INTRODUCTION
Fe is an essential element for plant growth and development, due to its
role in iron sulfur (FeS) proteins, ferredoxins, and various metabolic
enzymes. It impacts various cellular processes, including
photosynthesis, respiration, electron transfer reactions, and others
(Connorton et al. 2017). Excessive Fe causes yellow-brown spots on the
tips, edge, and interveinal of old leaves and represses plant growth,
while Fe deficiency triggers chlorosis and reduces fruit yields
(Álvarez-Fernández et al. 2003). Although soil contains abundant Fe, it
is usually not available to plants due to its insoluble nature. This
problem is exacerbated by alkaline and aerobic environmental conditions.

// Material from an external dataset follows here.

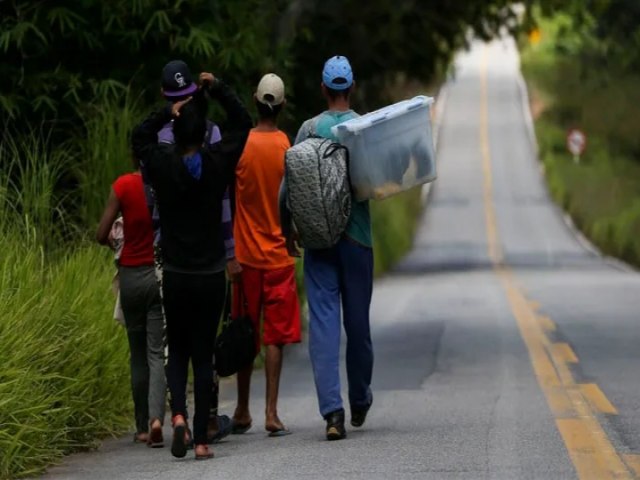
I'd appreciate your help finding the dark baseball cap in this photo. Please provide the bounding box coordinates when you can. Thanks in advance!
[162,60,198,97]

Fe deficiency is a worldwide problem, with about 30% of the world’s
soil currently suffering from Fe deficiency, which severely restricts
efforts to improve crop yield and quality (Marschner, 2011; Briat et al.
2015).
To cope with Fe deficiency, plants have evolved two major mechanisms to
absorb Fe from the soil, known as strategy I for dicots and
non-graminaceous monocots and strategy II for graminaceous monocots
(Römheld & Marschner, 1986; Kobayashi & Nishizawa, 2012). Graminaceous
plants, such as maize and rice, use strategy II, also known as the
chelating strategy, to uptake Fe from the soil. These plants secrete
phytosiderophores, which have high affinity for Fe, from their roots.

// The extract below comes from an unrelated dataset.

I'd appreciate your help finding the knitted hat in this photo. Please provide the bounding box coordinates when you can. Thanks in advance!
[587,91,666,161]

Fe3+-phytosiderophore chelates are imported by YS1
(Yellow Stripe 1) transporters in maize (Curie et al. 2001) and YSL15
transporters in rice (Inoue et al. 2009). In contrast, non-graminaceous
plants, such as Arabidopsis thaliana and tomato, use strategy I,
also known as the reducing strategy, to absorb Fe from rhizosphere. In
this strategy,
plasma
membrane H+-ATPases first acidify the rhizosphere and
facilitate Fe solubilization by pumping protons (H+)
into root rhizosphere. Next, FRO2
(Ferric
Reduction Oxidase 2) at the plasma membrane reduces
Fe3+ to Fe2+, which is then
transported across the membrane by IRT1 (Iron-Regulated Transporter 1)
(Jeong & Guerinot, 2009; Santi & Schmidt, 2009; Ivanov et al. 2012;
Kobayashi and Nishizawa, 2012; Jeong et al. 2017). Finally, Fe is
transported to the shoot through long-distance transportation, which
requires many genes, including NAS (Nicotianamine Synthesis)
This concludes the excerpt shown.